125. Astra Amo Compania Naviera S.A. v Elf Union S.A. and First National City Bank (The “Zographia M”) [1976] 2 Lloyd’s Rep 382

Withdrawal – bank transfer constituting payment before credit passed in owners’ favour – owners not entitled to withdraw

The facts

The vessel was let on the Shelltime 3 form for 2 years.

Midway through the charter market rates rose appreciably making it opportune for owners to withdraw.

The payment clause read as follows:

“Hire will be paid in US dollars to: First National City Bank – City Bank House – 336 The Strand – London WC2. Account Astro Amo Compania Naviera S.A. (Dollar call deposit account number 774685)”

Although the charter commenced on the third of the first month, the charterers’ established course of conduct was to pay by the first of each month.

The charterers’ French bank sent a telex to the New York branch of the owners’ London bank instructing same to credit their London branch for the account of the owners with the sum of monthly hire less a substantial deduction, value the last day of the month.

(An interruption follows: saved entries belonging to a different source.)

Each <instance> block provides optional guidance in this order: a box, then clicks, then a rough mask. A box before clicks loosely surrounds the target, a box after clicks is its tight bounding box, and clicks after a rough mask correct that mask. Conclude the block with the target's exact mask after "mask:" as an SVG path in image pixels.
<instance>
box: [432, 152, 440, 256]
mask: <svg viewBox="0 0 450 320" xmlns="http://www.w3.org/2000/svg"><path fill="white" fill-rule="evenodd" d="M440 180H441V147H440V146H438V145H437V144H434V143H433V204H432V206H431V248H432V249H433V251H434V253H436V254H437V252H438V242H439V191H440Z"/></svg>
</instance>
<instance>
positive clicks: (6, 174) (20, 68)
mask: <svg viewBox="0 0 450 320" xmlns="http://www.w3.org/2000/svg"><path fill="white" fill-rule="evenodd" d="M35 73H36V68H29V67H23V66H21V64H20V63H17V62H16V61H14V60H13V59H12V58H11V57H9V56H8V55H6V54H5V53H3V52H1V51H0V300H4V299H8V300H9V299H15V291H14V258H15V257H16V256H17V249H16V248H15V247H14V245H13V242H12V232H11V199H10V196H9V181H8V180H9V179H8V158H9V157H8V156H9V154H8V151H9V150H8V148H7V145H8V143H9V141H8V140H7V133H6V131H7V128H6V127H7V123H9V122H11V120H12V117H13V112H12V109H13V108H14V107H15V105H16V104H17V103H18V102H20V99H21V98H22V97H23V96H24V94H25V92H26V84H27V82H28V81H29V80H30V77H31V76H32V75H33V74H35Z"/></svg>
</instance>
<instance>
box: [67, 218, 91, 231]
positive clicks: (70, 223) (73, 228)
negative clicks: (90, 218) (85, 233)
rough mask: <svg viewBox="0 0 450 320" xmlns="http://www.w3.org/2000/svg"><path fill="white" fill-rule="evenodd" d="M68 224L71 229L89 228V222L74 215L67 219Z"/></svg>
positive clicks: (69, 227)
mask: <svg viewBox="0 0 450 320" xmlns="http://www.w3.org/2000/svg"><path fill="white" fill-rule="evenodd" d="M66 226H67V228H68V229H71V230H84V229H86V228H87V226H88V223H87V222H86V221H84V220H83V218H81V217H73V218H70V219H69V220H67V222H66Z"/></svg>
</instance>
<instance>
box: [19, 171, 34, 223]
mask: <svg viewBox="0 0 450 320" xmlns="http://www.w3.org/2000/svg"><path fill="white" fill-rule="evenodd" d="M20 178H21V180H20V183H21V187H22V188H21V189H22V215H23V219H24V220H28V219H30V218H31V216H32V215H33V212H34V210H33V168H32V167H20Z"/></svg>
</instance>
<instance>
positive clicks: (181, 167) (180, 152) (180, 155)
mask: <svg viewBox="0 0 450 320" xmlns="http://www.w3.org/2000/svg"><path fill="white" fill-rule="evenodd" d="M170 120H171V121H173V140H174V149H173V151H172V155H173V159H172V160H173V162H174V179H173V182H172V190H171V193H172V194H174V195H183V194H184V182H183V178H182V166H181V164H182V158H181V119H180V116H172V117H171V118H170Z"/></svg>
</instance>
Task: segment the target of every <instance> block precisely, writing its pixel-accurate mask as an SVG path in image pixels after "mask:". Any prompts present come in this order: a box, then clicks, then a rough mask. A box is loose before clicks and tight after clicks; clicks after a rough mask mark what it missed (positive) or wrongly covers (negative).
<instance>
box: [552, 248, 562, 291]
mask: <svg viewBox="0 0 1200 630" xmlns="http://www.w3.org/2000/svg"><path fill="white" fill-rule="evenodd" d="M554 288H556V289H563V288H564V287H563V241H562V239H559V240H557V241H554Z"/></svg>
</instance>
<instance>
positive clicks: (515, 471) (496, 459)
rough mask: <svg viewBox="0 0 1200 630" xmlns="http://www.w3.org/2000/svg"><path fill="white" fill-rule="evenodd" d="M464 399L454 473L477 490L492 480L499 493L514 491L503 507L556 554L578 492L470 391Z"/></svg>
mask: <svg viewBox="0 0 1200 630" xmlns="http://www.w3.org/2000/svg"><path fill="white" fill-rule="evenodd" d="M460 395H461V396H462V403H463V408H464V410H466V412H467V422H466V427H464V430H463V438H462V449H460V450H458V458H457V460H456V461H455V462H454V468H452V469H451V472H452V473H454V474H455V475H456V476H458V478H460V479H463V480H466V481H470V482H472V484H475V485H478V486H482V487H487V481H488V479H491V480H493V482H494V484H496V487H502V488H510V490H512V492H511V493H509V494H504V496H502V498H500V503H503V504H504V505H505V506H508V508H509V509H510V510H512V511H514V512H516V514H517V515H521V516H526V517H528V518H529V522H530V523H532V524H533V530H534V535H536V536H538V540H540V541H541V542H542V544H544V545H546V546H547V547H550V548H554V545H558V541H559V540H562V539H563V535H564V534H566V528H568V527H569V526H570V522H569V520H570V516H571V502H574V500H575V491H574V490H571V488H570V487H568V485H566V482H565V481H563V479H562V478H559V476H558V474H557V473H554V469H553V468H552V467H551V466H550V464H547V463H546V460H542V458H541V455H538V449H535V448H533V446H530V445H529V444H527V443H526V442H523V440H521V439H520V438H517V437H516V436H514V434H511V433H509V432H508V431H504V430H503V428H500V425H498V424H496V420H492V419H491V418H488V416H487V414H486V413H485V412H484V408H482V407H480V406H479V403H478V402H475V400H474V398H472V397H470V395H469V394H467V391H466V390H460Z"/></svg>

The New York branch cabled the advice to its London branch which arrived after banking hours on the last of the month which was a Friday.

On the Monday morning, being the 3rd of the month, the owners were informed by their London branch that no hire had been received and a notice of withdrawal was issued.

Although the cable from the New York branch had arrived on the preceding Friday, the owners’ account at the London branch was only credited with the sum paid in on the afternoon of the following Monday i.e. after the notice of withdrawal had been given.

The vessel was withdrawn from the service and the owners instituted action for damages against the charterers. The owners joined their own bank as second defendants, alleging that the bank had been negligent in not informing them of the timely receipt of the cable from their New York branch.

Findings

Ackner J in the Commercial Court found in favour of the charterers and the bank.

On the authority of the Georgios C (which had not at that stage been overruled by the Laconia), he held that payment had taken place before the notice of withdrawal had been issued and that withdrawal was therefore impermissible.

He interpreted the payment clause to require payment to be made to the owners’ bank for the owners’ account rather than payment directly into the owners’ account. For this purpose, he regarded the cable from the New York on the preceding Friday to constitute payment in terms of the charter as soon as it had been verified on the following Monday morning.

Further questions decided by the court were:

1. Did the actions of the London bank in processing the telex from New York amount to waiver? The court decided that the conduct of the bank was not a conscious affirmation of a contract by an agent acting for a principal;

2. If payment was due on the Saturday, could it be made on the following working day the banks being closed over weekends? The court decided where an impediment existed for payment on the last day, payment would have to take place before the the impediment occurred i.e. in this case on the Friday.

3. Was the bank was liable to the owners? As the owners could have withdrawn their cancellation but did not they were the authors of their own loss.